Le profond désarroi dans lequel les soubresauts du Brexit ont plongé le Royaume-Uni n’a pas empêché ce qui lui tient lieu de gouvernement d’annoncer un objectif climatique ambitieux : une décarbonisation nette complète d’ici 2050. Les esprits chagrins relèveront le qualificatif « net », qui suggère un recours non négligeable aux compensations pour porter l’empreinte du pays à zéro d’ici trente ans. Difficile de ne pas assimiler les « offsets » à la procrastination qui caractérise l’action climatique depuis des dizaines d’années. Qu’à cela ne tienne : un gouvernement chahuté comme celui de Theresa May, qui ose une telle proclamation en pleine tempête politique, cela mérite les applaudissements, isn’t it true ?

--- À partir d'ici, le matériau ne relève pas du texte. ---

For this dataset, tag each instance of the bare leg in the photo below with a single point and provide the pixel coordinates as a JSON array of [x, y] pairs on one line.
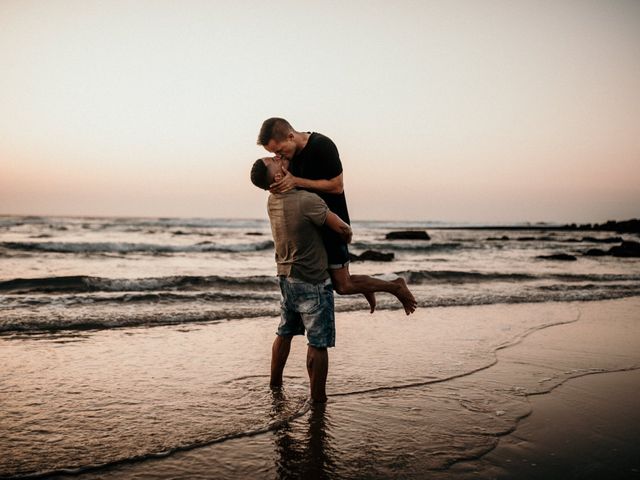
[[317, 368], [347, 284], [279, 354]]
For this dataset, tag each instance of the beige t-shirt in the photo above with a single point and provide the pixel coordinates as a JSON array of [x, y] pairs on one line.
[[296, 218]]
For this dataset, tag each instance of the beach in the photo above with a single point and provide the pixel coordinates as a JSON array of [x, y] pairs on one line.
[[140, 348], [443, 393]]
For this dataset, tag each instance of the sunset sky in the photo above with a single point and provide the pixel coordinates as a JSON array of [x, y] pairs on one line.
[[478, 111]]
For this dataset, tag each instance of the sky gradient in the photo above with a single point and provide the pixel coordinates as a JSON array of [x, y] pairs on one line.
[[478, 111]]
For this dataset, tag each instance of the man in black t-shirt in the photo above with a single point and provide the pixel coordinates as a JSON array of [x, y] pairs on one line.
[[314, 164]]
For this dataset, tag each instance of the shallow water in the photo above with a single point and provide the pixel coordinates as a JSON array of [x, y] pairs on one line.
[[59, 273], [407, 394], [140, 348]]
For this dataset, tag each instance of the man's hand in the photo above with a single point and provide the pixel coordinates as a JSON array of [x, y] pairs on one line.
[[286, 183], [346, 233]]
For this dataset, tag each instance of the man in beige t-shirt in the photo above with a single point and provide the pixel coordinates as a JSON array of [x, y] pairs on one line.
[[307, 293]]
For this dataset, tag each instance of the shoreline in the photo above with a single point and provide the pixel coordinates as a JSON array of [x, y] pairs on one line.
[[585, 428], [428, 430]]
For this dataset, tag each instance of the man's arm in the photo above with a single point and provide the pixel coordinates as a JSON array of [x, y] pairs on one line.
[[289, 182], [336, 224]]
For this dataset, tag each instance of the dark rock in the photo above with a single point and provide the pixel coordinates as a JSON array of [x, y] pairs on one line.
[[408, 235], [558, 256], [602, 240], [627, 226], [372, 255], [626, 249]]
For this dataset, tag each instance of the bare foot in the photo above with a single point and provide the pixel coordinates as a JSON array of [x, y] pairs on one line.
[[371, 298], [405, 296]]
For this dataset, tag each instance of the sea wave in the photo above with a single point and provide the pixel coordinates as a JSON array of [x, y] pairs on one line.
[[60, 318], [127, 247], [419, 246], [85, 283]]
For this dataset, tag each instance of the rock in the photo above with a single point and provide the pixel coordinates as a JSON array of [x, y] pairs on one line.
[[627, 226], [495, 239], [602, 240], [626, 249], [565, 257], [372, 255], [408, 235]]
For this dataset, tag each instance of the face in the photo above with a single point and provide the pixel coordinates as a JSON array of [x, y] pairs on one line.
[[284, 149], [274, 167]]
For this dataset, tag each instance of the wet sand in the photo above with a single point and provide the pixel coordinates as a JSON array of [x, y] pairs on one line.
[[447, 393], [588, 428]]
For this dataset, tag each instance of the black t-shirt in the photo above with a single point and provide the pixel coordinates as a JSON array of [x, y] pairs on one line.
[[319, 160]]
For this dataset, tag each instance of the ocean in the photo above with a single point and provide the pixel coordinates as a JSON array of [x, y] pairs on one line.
[[129, 340]]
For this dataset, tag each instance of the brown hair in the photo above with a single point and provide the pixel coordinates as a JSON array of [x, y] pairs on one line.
[[274, 129], [260, 175]]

Hélas, lorsqu’on y regarde de plus près, l’image se gâche. Le Royaume-Uni s’est doté d’une Commission du changement climatique dont le compte-rendu sur les progrès enregistrés en la matière au cours de l’année écoulée vient d’être publié. Il n’y a pas de quoi pavoiser. Dans un texte publié par l’Independent, James Dyke assène : « Avec le gouvernement britannique actuellement aux affaires, les 345 pages de ses deux rapports publiés aujourd’hui peuvent se résumer comme suit : nous sommes cuits ».

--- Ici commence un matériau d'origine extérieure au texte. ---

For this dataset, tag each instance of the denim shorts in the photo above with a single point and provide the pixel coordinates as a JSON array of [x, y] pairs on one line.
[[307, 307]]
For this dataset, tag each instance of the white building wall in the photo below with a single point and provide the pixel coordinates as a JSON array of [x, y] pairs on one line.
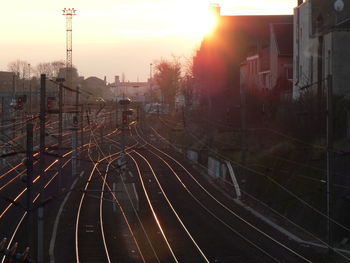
[[304, 50]]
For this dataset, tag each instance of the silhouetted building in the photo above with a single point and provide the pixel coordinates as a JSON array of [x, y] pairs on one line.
[[321, 48], [217, 62]]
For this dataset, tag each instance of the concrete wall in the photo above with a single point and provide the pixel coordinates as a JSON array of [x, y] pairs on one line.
[[341, 63], [304, 49]]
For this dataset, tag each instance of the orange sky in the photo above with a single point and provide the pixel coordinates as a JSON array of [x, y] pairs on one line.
[[111, 37]]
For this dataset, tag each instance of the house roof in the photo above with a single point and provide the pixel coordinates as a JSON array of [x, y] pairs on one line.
[[283, 33]]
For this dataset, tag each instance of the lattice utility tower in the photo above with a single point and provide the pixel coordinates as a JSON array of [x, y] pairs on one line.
[[69, 13]]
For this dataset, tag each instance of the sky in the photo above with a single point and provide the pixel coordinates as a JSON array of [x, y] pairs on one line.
[[112, 37]]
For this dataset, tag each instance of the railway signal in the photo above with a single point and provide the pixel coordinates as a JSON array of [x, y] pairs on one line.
[[20, 100], [50, 102], [125, 118]]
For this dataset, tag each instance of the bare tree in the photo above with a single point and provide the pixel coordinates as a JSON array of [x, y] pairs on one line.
[[167, 76], [51, 69], [19, 67]]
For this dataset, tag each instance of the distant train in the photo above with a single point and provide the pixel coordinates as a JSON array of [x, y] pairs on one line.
[[156, 108]]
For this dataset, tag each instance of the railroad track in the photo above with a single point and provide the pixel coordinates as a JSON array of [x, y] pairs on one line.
[[207, 200]]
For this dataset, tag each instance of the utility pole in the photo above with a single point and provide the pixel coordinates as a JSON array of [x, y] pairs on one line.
[[60, 130], [116, 113], [81, 128], [243, 132], [69, 13], [30, 90], [41, 167], [77, 119], [29, 179], [330, 162]]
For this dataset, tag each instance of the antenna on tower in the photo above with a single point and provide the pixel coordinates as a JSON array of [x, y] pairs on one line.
[[69, 13]]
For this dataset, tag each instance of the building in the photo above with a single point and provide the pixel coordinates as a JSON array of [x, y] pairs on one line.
[[136, 91], [217, 63], [95, 88], [321, 48]]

Une seule des 25 recommandations faites par la Commission dans son rapport précédent a été appliquée. Par ailleurs, le gouvernement a activement promu la fracturation hydraulique, accordé des millions de livres de subventions pour faciliter la poursuite de l’extraction de pétrole et de gaz en Mer du Nord et augmenté la TVA sur certaines installations photovoltaïques domestiques de cinq à vingt pour cent. Autrement dit, « ils sont bien meilleurs lorsqu’il s’agit de contribuer à aggraver le changement climatique que lorsqu’il s’agit de s’y attaquer ». Ce gouvernement reste « entièrement lié par la loi d’airain de la croissance économique perpétuelle », il « refuse de considérer des mesures politiques plus étendues pour éviter l’effondrement climatique ».

Ce qui à vrai dire ne devrait surprendre personne. Qui pouvait croire sérieusement que le Brexit, fondé sur des mensonges éhontés et des messages ouvertement xénophobes, serait compatible avec une approche sensée en matière de réduction des émissions de CO2 ? Que sortir de l’Union européenne pour pouvoir négocier des accords commerciaux bilatéraux avec des pays tiers, au premier rang desquels les États-Unis, serait une bonne recette à cet égard ?

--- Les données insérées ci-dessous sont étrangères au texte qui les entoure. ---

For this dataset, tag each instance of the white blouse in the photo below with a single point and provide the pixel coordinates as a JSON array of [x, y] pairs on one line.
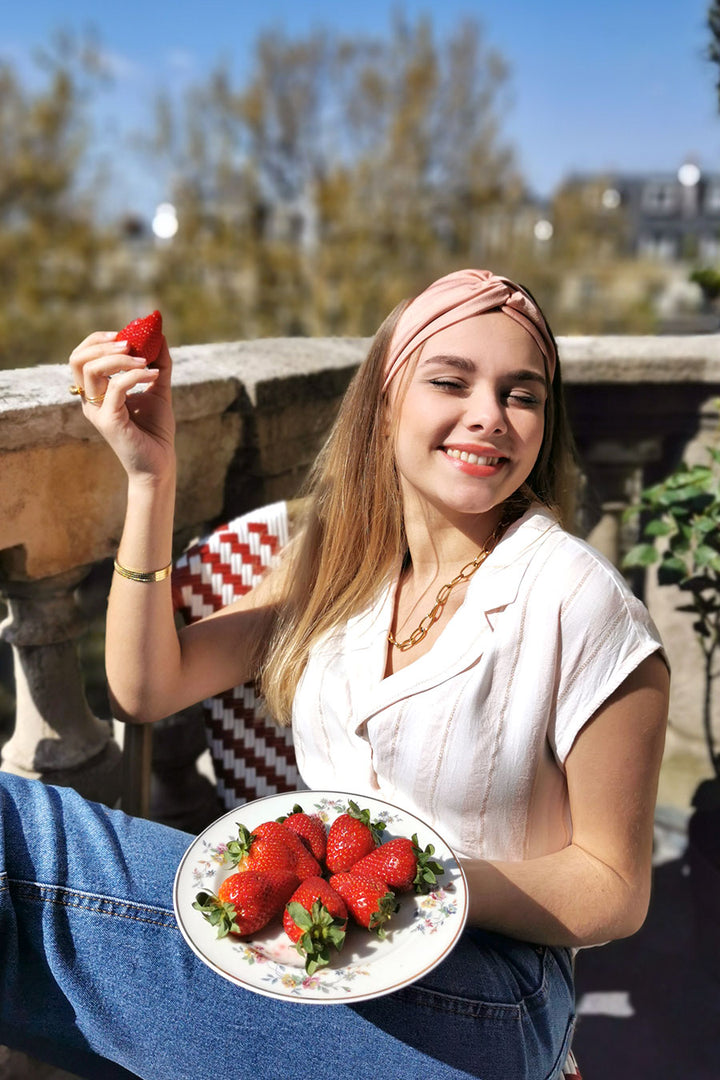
[[472, 737]]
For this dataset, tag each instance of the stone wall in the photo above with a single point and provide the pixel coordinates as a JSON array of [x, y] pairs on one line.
[[250, 418]]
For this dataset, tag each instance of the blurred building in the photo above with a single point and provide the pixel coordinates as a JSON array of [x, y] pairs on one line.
[[666, 216]]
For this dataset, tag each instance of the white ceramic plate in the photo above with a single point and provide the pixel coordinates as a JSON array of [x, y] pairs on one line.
[[419, 935]]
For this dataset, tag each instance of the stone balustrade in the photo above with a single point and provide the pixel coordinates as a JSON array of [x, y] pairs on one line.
[[250, 418]]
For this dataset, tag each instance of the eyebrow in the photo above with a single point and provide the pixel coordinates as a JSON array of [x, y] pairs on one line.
[[463, 364]]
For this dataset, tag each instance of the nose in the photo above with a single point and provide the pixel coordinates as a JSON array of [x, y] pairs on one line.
[[485, 412]]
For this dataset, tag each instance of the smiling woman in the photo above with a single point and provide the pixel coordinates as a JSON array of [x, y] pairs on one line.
[[439, 643]]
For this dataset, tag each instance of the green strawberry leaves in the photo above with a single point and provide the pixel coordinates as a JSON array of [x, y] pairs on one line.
[[425, 878], [321, 931], [219, 914]]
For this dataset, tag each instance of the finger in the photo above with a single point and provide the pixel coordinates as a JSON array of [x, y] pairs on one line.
[[81, 358], [93, 376], [112, 399], [164, 364], [97, 337]]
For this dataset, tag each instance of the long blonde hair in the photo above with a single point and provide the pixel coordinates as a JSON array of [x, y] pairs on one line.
[[353, 535]]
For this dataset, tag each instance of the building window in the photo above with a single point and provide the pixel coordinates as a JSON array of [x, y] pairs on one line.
[[660, 198], [708, 250], [657, 246]]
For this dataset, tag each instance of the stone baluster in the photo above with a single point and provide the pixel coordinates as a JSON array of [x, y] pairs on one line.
[[56, 737], [614, 473]]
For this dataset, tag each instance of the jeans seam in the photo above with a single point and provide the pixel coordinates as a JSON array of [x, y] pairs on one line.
[[93, 903], [460, 1007]]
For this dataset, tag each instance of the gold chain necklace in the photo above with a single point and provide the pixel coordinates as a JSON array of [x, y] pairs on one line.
[[443, 596]]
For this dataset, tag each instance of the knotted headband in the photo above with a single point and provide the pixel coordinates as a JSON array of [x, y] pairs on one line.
[[462, 295]]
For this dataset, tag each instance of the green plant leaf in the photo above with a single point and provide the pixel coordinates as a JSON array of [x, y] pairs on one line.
[[642, 554], [659, 527], [671, 571]]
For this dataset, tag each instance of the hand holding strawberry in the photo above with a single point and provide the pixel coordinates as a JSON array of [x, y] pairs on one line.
[[110, 368], [144, 336]]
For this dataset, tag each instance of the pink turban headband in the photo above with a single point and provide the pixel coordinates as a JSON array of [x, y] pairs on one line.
[[462, 295]]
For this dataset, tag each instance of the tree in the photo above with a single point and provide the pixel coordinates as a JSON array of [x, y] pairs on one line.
[[714, 48], [342, 176]]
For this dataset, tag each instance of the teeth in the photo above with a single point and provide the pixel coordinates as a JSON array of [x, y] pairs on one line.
[[472, 459]]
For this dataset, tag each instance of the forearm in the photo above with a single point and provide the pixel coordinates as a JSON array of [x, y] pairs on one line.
[[568, 898], [143, 656]]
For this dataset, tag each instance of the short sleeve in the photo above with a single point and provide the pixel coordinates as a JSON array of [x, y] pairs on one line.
[[605, 633]]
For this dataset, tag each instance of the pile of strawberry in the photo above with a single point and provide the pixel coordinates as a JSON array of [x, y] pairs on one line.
[[316, 879]]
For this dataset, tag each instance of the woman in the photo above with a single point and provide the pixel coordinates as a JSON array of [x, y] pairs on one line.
[[437, 639]]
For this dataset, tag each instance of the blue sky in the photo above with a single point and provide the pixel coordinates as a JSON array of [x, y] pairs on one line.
[[620, 85]]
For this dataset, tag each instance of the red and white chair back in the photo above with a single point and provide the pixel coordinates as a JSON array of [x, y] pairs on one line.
[[252, 755]]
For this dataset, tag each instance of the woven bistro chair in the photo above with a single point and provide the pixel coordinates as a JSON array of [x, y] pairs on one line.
[[252, 755]]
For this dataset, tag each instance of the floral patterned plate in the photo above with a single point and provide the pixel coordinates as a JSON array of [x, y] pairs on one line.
[[419, 936]]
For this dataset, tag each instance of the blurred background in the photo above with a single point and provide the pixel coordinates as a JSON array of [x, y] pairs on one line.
[[285, 169]]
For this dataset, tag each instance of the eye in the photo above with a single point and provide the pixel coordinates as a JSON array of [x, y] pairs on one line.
[[522, 399], [447, 383]]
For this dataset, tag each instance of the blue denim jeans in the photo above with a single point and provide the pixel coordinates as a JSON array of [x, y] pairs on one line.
[[96, 977]]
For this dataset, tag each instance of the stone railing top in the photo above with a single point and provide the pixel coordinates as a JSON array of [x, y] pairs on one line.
[[253, 409], [37, 409]]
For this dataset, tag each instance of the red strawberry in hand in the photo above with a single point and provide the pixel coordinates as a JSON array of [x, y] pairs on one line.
[[403, 865], [315, 918], [368, 900], [145, 336], [247, 901], [351, 836]]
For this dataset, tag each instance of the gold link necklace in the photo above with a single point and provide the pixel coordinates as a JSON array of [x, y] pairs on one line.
[[443, 596]]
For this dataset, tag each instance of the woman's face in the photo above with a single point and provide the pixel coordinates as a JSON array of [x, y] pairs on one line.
[[471, 422]]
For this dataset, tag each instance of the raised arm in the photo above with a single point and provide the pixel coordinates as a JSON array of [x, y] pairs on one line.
[[598, 887], [151, 670]]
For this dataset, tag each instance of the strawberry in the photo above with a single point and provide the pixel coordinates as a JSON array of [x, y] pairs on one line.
[[253, 852], [368, 900], [246, 902], [272, 845], [403, 865], [145, 336], [310, 828], [351, 836], [315, 918]]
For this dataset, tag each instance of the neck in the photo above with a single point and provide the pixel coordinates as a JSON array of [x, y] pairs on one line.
[[439, 543]]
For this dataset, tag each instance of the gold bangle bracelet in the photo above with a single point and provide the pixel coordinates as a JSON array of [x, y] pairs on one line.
[[143, 575]]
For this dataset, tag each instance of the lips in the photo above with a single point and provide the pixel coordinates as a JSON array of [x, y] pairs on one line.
[[472, 458]]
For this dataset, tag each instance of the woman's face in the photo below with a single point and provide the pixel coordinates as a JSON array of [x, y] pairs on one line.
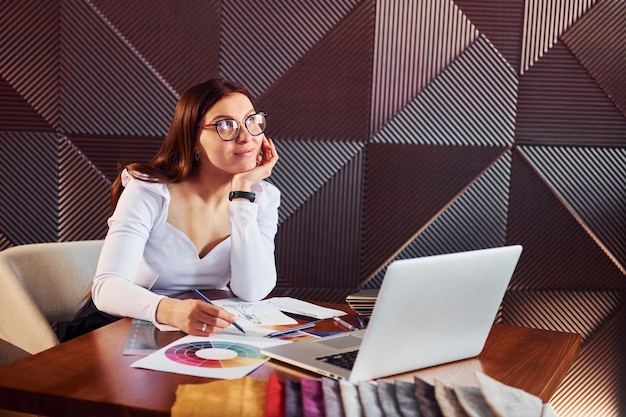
[[237, 155]]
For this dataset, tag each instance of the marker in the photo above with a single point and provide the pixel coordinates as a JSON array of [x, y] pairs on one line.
[[291, 329], [211, 302], [344, 324]]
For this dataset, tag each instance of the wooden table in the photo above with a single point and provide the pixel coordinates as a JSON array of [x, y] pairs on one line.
[[91, 376]]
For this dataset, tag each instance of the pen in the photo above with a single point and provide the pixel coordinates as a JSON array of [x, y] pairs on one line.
[[344, 323], [211, 302], [291, 329]]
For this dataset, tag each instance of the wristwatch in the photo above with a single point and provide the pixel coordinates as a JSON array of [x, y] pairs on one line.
[[241, 194]]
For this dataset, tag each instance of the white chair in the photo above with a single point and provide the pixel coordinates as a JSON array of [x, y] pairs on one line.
[[42, 284]]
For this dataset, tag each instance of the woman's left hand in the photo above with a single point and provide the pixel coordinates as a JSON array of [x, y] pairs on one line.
[[265, 163]]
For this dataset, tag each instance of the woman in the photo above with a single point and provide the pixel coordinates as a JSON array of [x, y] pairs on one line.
[[199, 215]]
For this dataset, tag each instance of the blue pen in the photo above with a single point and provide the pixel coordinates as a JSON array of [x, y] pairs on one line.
[[344, 324], [291, 329], [211, 302]]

On assiste en ce moment au 10 Downing Street à une démonstration de schizophrénie politique aiguë. Le discours climato-compatible du gouvernement britannique est une fuite en avant qui ne se soucie en rien des faits – une parfaite fake news. Le pays peut se targuer d’une baisse notable de ses émissions liées à la production d’énergie, grâce au passage du charbon au pétrole et au gaz, mais pour le reste, le bilan est piteux et les perspectives restent sombres.